Banken in Nederland hebben meer dan 10 miljoen elektronische portemonnees in omloop gebracht en Internet is het snelst groeiende medium ter wereld. De infrastructuur voor elektronisch betalen bestaat hiermee. En de standaard voor betalen via Internet (SET, Secure Electronic Transaction) mag zich verheugen in een groeiende ondersteuning. Veilig betalen is echter gebaat bij de acceptatie van een internationale standaard voor het gebruik van smartcards, meent een consultant van Bull Benelux.
Elektronisch zakendoen wint de komende jaren aan belang. Het omvat het inkopen, verkopen en distribueren van producten door verspreid opererende partijen die hun activiteiten elektronisch afwikkelen. Nationale regelingen zijn hierbij niet adequaat: een Nederlandse koopman verkoopt via Internet in principe net zo gemakkelijk in Spanje als in Zweden. Partijen kennen elkaar niet. Maar iedere partij wil wel zekerheid: Is Jan Jansen wel wie hij zegt te zijn, ben ik als verkoper zeker van mijn geld, ben ik er als koper zeker van dat ik de door mij betaalde artikelen ontvang, of loop ik het risico dat het geld in verkeerde handen is gekomen? Kunnen anderen mijn bankrekening plunderen wanneer ik eenmaal over Net heb betaald?

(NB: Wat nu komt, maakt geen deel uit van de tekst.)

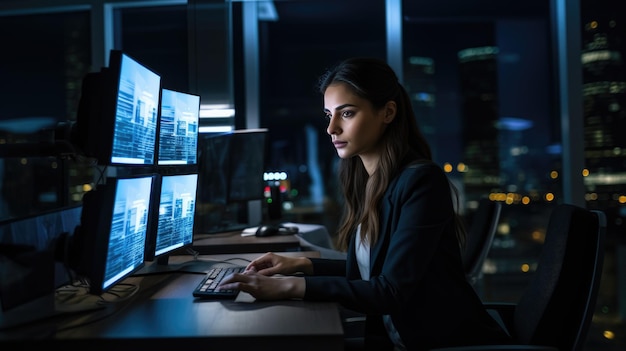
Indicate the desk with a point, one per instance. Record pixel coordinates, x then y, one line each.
164 314
233 242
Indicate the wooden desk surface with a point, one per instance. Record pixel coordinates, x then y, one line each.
163 313
233 242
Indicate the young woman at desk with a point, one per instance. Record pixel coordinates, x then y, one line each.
400 228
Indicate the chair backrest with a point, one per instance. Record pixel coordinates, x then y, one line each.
557 307
480 236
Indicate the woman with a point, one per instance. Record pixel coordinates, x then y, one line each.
400 228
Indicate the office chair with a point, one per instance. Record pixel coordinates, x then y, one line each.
480 236
555 311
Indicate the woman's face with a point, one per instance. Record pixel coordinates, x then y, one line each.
354 126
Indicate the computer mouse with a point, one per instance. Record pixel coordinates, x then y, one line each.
269 230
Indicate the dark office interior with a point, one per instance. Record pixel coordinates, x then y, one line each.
521 102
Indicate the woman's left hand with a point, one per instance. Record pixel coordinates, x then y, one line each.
263 287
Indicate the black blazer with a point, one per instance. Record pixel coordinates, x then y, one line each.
416 270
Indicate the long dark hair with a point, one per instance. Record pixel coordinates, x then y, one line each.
402 142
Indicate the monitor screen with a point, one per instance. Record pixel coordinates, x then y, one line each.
112 237
230 168
28 255
118 111
175 216
247 164
178 128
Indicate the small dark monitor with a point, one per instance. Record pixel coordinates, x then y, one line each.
230 167
173 227
111 239
178 128
117 114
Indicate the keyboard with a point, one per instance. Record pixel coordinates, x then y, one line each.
206 288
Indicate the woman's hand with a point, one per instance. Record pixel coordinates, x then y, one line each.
271 263
263 287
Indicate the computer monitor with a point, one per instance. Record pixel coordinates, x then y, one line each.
230 168
117 114
178 128
29 265
174 209
110 243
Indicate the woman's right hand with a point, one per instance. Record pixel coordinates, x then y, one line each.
271 263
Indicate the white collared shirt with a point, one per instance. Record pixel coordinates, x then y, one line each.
362 252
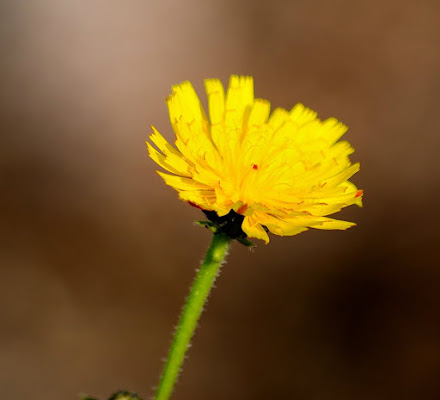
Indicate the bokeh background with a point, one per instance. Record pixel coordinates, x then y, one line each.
97 253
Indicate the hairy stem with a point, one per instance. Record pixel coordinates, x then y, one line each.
191 313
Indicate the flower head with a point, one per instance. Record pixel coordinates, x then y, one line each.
283 172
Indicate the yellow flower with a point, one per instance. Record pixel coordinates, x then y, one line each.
283 172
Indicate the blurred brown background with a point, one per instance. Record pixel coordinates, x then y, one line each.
97 253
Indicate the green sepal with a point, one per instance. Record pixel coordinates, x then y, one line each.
229 224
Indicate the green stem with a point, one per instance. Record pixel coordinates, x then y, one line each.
191 313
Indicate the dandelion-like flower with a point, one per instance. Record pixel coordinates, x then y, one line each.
283 173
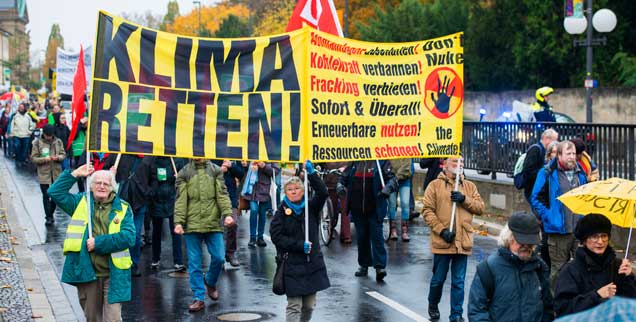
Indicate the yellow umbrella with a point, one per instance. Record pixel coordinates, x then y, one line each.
614 198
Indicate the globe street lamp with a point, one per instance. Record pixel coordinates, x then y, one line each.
604 20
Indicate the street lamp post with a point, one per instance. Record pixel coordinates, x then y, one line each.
197 2
604 20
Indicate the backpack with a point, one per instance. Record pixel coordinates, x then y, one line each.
488 279
518 174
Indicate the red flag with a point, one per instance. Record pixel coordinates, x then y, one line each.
78 107
319 14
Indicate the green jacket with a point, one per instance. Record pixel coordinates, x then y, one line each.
78 267
202 198
48 171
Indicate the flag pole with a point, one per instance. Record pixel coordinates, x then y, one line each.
117 160
174 167
306 206
629 237
457 178
88 197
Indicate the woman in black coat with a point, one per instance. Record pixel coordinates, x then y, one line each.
305 272
596 274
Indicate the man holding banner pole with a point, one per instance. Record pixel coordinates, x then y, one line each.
202 200
367 200
101 231
451 239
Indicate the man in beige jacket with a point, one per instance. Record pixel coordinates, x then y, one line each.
47 154
450 246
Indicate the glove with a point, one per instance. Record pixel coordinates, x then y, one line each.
309 167
384 193
389 188
447 235
458 197
341 190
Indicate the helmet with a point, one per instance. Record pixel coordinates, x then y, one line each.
543 92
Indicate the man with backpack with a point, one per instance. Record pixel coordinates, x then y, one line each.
558 177
533 161
525 174
512 284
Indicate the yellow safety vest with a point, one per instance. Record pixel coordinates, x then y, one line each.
77 227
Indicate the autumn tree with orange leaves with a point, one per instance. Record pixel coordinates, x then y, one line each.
211 19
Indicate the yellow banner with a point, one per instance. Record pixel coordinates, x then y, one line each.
289 97
384 101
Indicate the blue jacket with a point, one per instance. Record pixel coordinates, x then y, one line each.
519 294
78 267
544 197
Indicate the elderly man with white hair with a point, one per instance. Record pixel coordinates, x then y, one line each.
512 284
98 266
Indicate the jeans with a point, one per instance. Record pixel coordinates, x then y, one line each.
214 243
138 218
49 204
561 249
457 263
93 298
258 217
405 196
371 251
300 308
66 164
21 149
5 144
231 235
157 225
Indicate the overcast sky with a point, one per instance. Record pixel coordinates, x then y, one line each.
77 18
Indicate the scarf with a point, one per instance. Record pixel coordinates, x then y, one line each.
251 178
296 207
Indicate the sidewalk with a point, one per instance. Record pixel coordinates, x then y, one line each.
30 289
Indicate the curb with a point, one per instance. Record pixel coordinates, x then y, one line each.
46 295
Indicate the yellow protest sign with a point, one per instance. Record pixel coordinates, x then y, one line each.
288 97
384 101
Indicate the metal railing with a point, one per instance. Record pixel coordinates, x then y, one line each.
495 146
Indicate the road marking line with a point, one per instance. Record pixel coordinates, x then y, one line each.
397 306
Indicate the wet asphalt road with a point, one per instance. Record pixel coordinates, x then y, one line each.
164 296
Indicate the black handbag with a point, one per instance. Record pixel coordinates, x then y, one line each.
278 287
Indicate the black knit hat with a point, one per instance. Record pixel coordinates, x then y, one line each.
592 224
49 130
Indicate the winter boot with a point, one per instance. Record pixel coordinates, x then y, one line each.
405 231
392 230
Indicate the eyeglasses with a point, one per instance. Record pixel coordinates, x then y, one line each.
599 237
102 183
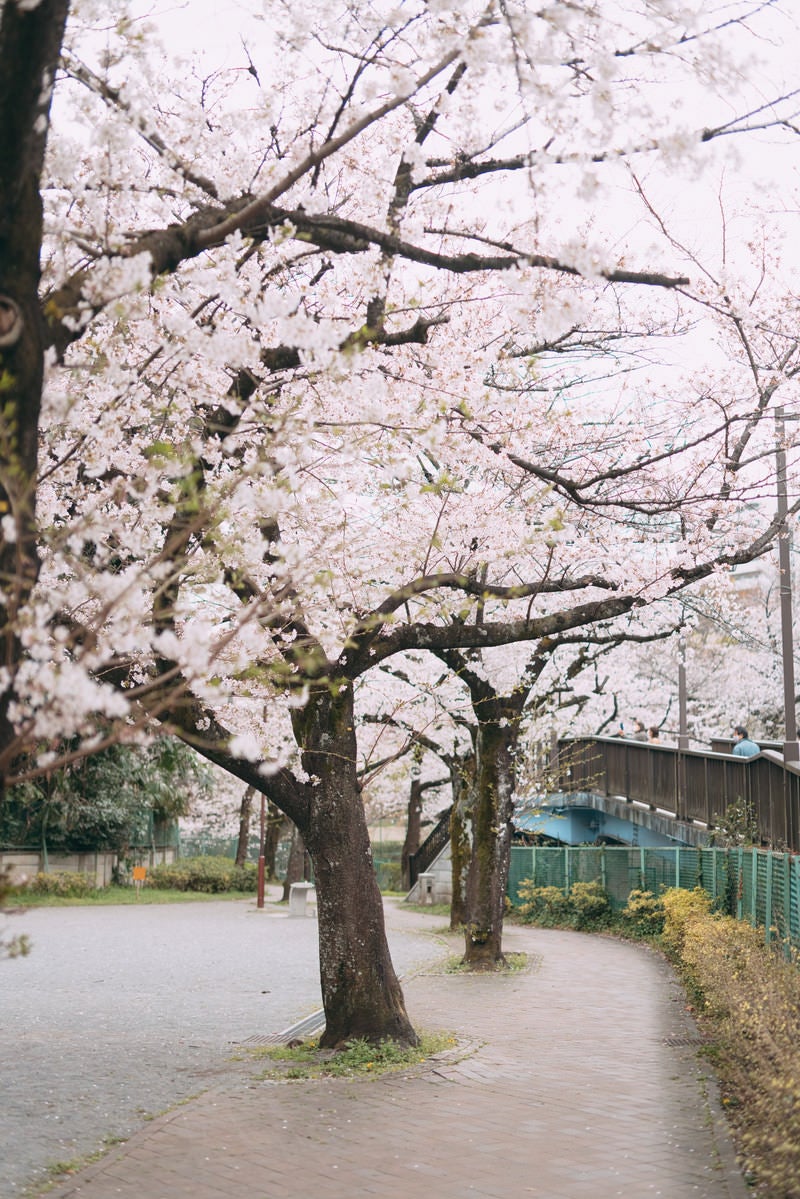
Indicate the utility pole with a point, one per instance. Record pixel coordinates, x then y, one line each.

De betalingen via Internet vallen in de segmenten ‘business to business’ en ‘business-to-consumer’.
Het eerste segment betreft de zakelijke partijen die hun goederen en diensten onderling te verrekenen hebben, zoals leveranciers, inkopers, logistieke diensten en de retailers op Internet.

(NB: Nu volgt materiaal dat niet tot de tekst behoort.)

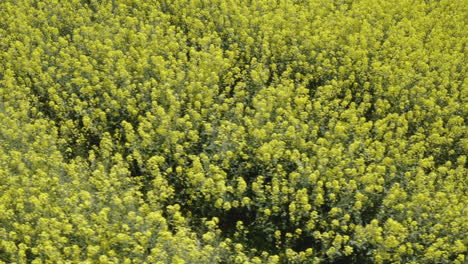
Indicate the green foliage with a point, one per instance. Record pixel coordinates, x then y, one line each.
233 131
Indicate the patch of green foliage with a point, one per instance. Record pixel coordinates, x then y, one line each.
221 131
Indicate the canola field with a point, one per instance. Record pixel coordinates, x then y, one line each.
233 131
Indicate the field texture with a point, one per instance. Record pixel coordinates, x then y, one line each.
233 131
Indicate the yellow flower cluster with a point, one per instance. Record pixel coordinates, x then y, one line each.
224 131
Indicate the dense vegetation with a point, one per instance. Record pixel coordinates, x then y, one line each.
221 131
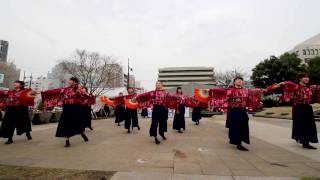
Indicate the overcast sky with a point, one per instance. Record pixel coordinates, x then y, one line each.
156 33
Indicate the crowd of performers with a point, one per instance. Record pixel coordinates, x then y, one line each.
236 101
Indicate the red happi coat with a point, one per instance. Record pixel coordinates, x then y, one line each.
67 95
158 97
223 98
16 98
299 94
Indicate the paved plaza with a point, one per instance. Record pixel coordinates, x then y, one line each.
202 152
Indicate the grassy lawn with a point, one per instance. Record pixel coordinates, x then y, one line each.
23 173
284 112
310 178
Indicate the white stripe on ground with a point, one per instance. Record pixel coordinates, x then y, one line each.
281 137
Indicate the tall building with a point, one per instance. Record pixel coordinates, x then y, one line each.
178 76
41 83
8 73
117 78
308 49
132 81
4 45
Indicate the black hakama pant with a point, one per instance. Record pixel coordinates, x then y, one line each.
86 110
131 118
179 121
159 118
303 124
238 123
16 117
227 120
144 112
196 114
71 121
120 113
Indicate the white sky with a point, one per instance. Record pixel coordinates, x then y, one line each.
155 33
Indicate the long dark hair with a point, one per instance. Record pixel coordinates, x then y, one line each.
236 78
178 88
75 79
21 84
300 76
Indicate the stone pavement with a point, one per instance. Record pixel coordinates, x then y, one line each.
202 152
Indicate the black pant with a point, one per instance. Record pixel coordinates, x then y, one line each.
304 128
159 115
16 117
131 118
238 123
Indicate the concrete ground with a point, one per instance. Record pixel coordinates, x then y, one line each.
202 152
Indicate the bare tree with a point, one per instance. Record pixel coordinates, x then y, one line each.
96 72
11 73
224 79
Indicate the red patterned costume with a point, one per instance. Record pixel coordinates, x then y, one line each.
17 112
236 101
303 128
73 119
160 100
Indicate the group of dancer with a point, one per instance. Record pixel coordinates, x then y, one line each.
75 117
236 101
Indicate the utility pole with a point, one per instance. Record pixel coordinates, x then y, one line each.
128 77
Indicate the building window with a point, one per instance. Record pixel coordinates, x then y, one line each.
304 52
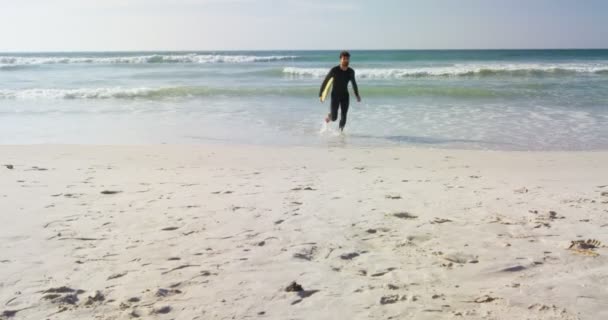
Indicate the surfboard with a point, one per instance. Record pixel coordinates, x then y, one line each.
330 82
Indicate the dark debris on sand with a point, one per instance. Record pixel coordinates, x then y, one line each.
294 287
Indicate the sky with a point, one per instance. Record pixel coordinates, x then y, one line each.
125 25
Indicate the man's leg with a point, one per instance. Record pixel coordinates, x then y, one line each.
333 114
344 102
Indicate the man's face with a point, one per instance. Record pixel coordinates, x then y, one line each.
344 61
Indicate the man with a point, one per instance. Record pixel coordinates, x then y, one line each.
342 74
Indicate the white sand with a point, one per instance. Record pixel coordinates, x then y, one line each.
250 220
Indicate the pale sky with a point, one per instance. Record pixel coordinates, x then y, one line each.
122 25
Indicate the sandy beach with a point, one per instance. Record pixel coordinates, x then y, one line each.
220 232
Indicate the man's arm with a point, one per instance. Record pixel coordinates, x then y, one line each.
327 77
355 87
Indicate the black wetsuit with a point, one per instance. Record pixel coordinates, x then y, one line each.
339 92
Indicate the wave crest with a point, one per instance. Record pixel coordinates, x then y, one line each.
461 70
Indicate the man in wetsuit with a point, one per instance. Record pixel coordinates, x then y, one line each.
342 74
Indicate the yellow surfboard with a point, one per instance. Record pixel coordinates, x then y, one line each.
330 82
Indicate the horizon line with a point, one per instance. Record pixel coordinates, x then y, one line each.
268 50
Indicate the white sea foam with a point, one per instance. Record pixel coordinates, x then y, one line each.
81 93
461 70
7 61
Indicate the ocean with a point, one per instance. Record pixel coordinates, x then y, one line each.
472 99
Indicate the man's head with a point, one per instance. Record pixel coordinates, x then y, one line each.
344 59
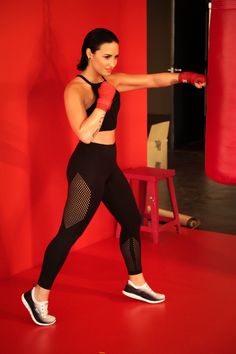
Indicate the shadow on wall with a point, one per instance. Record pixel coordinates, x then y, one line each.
49 145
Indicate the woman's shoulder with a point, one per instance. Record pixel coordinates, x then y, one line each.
76 86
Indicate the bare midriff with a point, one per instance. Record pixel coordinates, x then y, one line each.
106 137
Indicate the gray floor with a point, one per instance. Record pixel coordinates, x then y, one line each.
213 203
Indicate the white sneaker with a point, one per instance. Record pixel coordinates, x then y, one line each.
38 309
143 293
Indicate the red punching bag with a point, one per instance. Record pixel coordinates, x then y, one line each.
221 94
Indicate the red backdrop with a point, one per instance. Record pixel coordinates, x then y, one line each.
40 46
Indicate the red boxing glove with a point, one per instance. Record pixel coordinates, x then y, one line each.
106 93
191 78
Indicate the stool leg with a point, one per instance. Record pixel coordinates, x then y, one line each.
174 203
153 192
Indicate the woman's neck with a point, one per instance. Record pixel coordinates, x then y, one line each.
92 76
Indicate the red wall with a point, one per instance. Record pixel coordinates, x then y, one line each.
40 46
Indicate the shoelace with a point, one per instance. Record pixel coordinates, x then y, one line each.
43 309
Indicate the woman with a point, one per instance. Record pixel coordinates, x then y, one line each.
92 101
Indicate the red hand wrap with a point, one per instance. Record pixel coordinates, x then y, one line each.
106 93
192 78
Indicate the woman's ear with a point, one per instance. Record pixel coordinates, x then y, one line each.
89 53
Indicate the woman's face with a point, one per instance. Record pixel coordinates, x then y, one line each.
105 59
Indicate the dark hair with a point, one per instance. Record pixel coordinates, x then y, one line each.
93 40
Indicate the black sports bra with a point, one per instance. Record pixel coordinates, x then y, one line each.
110 119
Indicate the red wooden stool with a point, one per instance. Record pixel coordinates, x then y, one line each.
148 178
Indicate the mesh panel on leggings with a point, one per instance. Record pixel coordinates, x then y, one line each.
131 252
79 196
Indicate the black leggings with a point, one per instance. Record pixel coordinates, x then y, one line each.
94 176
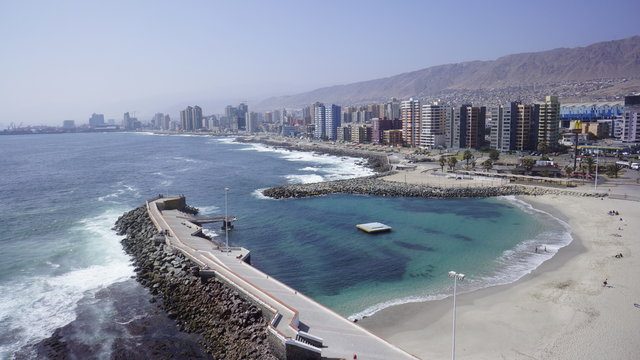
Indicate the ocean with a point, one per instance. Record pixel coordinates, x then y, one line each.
62 267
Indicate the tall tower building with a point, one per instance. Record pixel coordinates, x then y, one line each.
549 122
96 120
432 118
320 131
503 126
475 124
410 116
526 127
392 109
191 118
630 127
327 121
456 127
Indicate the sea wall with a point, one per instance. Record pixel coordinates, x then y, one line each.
379 187
231 327
376 161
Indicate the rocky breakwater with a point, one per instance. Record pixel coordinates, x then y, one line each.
378 187
230 327
375 160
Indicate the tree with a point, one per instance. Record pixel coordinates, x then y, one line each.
543 148
613 170
590 162
528 164
487 164
494 155
568 170
442 161
452 161
467 155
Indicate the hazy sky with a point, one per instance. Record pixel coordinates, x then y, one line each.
67 59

Het tweede segment betreft de consumenten die via Internet producten bestellen binnen een stad, regio, land, continent of over de gehele wereld. Dit hangt af van het type product. De pizza-bakker verkoopt zijn producten lokaal, de software-leverancier soms nationaal, maar vaak ook wereldwijd.

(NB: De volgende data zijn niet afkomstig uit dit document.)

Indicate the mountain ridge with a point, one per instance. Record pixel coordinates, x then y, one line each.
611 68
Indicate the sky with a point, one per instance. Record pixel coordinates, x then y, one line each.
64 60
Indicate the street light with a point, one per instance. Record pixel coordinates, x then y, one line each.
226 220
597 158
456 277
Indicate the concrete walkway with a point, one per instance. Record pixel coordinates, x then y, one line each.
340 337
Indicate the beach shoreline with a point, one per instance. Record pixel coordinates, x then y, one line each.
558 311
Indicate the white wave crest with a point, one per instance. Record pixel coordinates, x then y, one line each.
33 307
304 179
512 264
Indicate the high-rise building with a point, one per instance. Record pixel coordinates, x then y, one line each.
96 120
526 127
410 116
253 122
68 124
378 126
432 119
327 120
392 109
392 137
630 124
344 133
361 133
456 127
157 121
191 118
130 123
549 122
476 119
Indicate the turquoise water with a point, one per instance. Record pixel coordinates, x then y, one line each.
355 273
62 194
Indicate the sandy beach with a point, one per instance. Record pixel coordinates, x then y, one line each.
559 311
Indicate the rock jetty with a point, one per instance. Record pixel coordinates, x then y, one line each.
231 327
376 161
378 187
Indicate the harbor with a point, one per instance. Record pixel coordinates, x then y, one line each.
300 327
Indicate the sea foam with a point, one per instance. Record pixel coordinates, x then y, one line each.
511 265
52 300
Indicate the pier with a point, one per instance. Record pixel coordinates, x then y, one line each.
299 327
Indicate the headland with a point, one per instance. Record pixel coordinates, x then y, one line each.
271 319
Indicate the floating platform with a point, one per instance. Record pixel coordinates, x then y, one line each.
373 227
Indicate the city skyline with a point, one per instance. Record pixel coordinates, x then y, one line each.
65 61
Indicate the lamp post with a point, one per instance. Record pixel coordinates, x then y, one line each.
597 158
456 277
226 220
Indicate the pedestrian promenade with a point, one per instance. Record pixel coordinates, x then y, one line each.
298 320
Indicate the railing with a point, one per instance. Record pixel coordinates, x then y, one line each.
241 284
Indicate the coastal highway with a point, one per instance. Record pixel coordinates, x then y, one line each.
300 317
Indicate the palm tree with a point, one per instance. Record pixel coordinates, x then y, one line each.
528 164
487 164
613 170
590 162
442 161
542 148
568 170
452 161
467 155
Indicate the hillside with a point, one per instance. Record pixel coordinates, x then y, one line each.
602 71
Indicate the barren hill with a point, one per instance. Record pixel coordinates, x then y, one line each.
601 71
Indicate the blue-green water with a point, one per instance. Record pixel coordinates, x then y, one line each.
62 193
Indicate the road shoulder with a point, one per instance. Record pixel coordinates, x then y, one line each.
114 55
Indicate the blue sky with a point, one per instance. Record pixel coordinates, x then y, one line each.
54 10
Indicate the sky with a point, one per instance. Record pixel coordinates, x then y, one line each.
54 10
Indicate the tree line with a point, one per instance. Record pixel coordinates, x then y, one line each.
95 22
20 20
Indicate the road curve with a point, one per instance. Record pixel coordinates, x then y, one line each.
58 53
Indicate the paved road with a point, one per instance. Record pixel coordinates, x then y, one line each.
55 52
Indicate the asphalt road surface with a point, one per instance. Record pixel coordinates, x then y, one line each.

In de ‘business to business’-omgeving beschikken de partijen over een infrastructuur die geschikt is voor Internet. Betalingen in deze omgeving kunnen worden afgewikkeld via het door Mastercard en Visa ontwikkelde SET-protocol (‘secure electronic transactions’). Er zijn uiteraard al producten of diensten in gebruik die niet volgens deze standaard zijn gebouwd, zoals Cybercash en I-pay. De kern van SET is dat de gegevens van de creditcard via het toetsenbord van de PC worden ingegeven, en via versleuteling door een vooraf aangevraagd certificaat worden verzonden over Internet. SET beschrijft de procedures die de partijen moeten volgen die bij het betaalproces betrokken zijn. Het zijn achtereenvolgens de consument met een PC en Internet-aansluiting, de elektronische handelaar met zijn server of gehuurde website, de betrokken banken, de exploitant van het betaalnetwerk (de ‘issuer’), vaak een creditcard-maatschappij, en de ’trusted third party’ die alle aangesloten partijen het certificaat verschaft waarmee betalingsopdrachten worden versleuteld wanneer ze over Internet of een ander net gaan.
Kaarthouder
Het proces verloopt globaal als volgt.
De kaarthouder maakt gebruik van een Internet-browser om een aankoop te doen. Om de aankoop te betalen heeft hij van Internet ook een betaalprogramma geladen op zijn PC (een elektronische ‘portefeuille’) dat de kaarthouder kan gebruiken nadat hij een ‘certificaat’ heeft opgehaald. Zowel de ‘portefeuille’ als het certificaat worden verstrekt door een bancaire instelling. De winkelier die zijn artikelen aanbiedt via Internet, beschikt over betalingssoftware die ook werkt volgens de SET-standaard. Deze schaft hij aan bij een leverancier, en ook deze software functioneert alleen met een door de bank verstrekt certificaat. Het is de taak van de winkelsoftware om na een betalingsverzoek van de consument verbinding te maken met de software van een zogenaamde ‘payment gateway’, waarmee de computersystemen van de bank worden bereikt. Dit SET-proces start zodra de kaarthouder de aankoop heeft bevestigd door middel van een betalingswachtwoord; de kaarthouder toetst zijn kaartnummer in. De winkelier ontvangt de orderbevestiging, en de SET-programmatuur maakt een vercijferd autorisatiebericht, dat via de ‘payment gateway’ al of niet door de bancaire instelling wordt goedgekeurd. Het antwoord gaat terug naar de winkelier en de kaarthouder, waarna de transactie wordt afgesloten.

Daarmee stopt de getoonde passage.